“The Base Is Skeptical Of Both Men”: Jeb Bush, Rand Paul, And The Art Of Disagreeing With The Base
The race for the Republican nomination is full of potential candidates who could plausibly claim the mantle of the conservative movement’s electoral champion. Scott Walker, Bobby Jindal, Ted Cruz — they all want to speak for the right wing of the Republican Party.
Jeb Bush and Rand Paul, on the other hand, despite having plenty to offer base Republican voters, simply cannot check all the boxes of a median conservative-movement voter. Bush is a lead promoter of Common Core education standards. He supports a “path-to-citizenship” for illegal immigrants (known to Republicans as “amnesty”). Rand Paul, meanwhile, is significantly more dovish than the average Republican office-holder, and has tried to leverage his libertarian convictions to reach groups that don’t typically favor Republicans, namely young voters and African-Americans.

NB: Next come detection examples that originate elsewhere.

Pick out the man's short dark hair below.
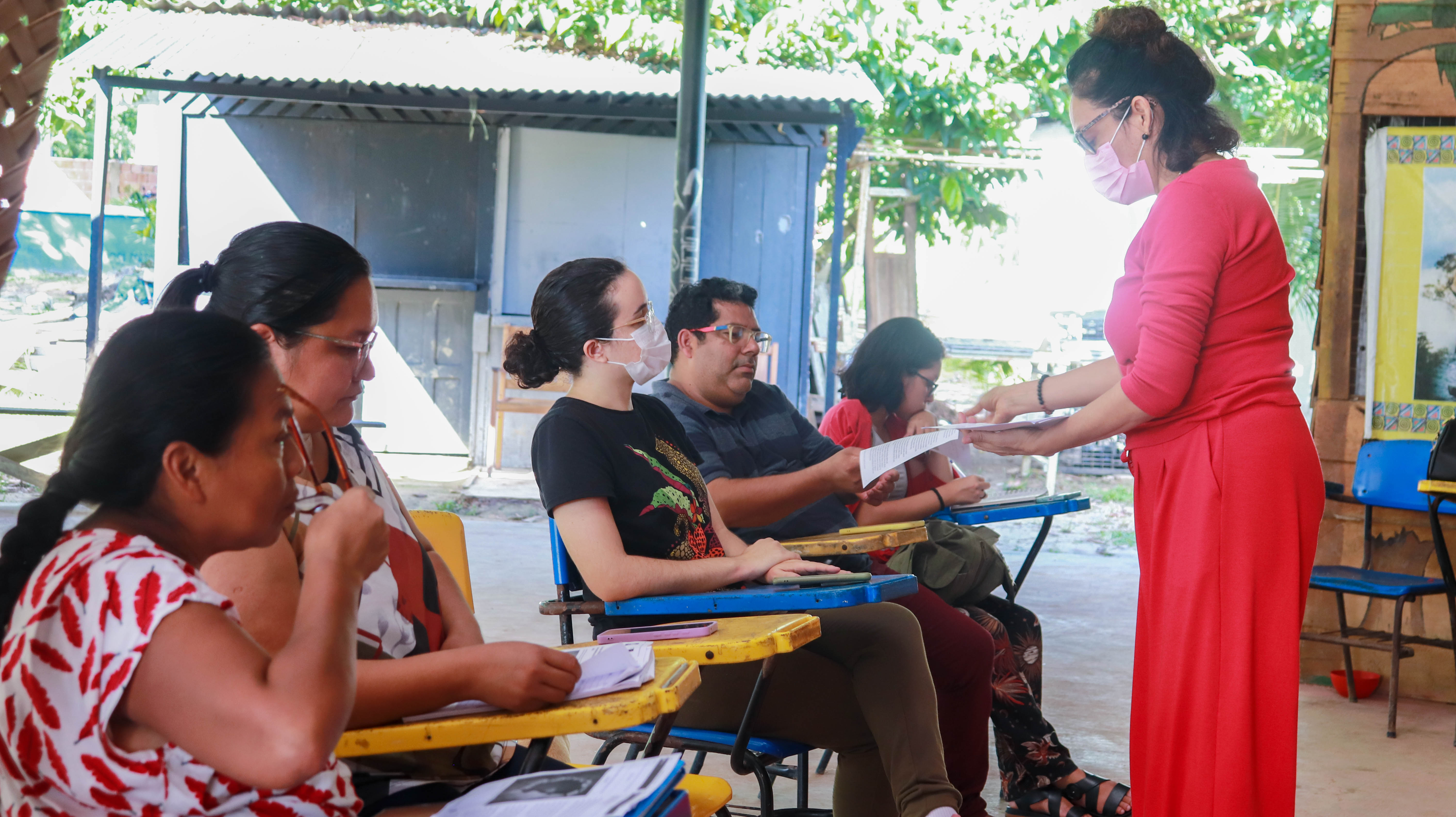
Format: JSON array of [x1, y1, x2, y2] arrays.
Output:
[[664, 278, 759, 360]]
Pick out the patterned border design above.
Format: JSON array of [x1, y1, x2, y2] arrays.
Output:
[[1373, 400, 1456, 434], [1385, 134, 1456, 164]]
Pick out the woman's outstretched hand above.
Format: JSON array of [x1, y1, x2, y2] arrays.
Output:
[[955, 380, 1041, 431]]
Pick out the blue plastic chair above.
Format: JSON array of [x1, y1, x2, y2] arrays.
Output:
[[929, 494, 1092, 603], [540, 520, 919, 817], [1300, 440, 1456, 737]]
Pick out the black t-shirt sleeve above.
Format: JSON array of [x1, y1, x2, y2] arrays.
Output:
[[632, 395, 703, 465], [531, 409, 617, 515]]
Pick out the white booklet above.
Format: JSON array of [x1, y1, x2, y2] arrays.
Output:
[[438, 754, 683, 817], [859, 415, 1067, 488], [859, 430, 961, 488], [927, 414, 1069, 431], [403, 641, 657, 724]]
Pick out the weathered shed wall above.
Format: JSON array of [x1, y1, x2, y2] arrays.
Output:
[[1302, 0, 1456, 702]]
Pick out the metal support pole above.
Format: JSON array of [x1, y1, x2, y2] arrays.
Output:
[[86, 68, 111, 359], [670, 0, 709, 294], [824, 105, 865, 412]]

The base is skeptical of both men, and it’s not hard to see why. And so far, these two likely candidates have utilized extremely different strategies for selling themselves to suspicious conservative voters. Bush opts for open confrontation. Paul tries for appeasement.
Paul, a first-term senator from Kentucky, sometimes gives the impression that he can’t prevent himself from presenting the least-popular, most-controversy-generating libertarian convictions that lie in his heart. Where he succeeds in selling his rather unconventional non-interventionist and libertarian views to conservative audiences is when he can contrast them to either President Barack Obama or Hillary Clinton. The most obvious example would be his opposition to intervention in Libya. Paul could argue to skeptical conservatives that in fact, his dovish position was the one consistently opposing the Obama-Clinton foreign policy agenda.
But in a scrum with Republicans, Paul has a harder time. He starts to fudge the differences between his position and that at the core of his party. For instance, his most devoted fans were completely flummoxed when Paul signed Sen. Tom Cotton’s blistering open letter to Iran about the negotiations. Justin Raimondo, the libertarian behind antiwar.com, called Paul “the Neville Chamberlain of the Liberty Movement.”
When first elected by a Tea Party swell, Paul proposed an idealistic libertarian-ish federal budget that cut off all foreign aid, including aid to Israel. But now, instead of arguing that cutting foreign aid makes good fiscal and foreign policy sense, Paul has repositioned himself in a way that gets part of the way to his goal, while ceding much rhetorically to the base. He has introduced legislation that would halt aid to the Palestinian Authority, calling it the “Stand with Israel Act.” This didn’t prevent critics from laughing at his unenthusiastic clapping for Benjamin Netanyahu.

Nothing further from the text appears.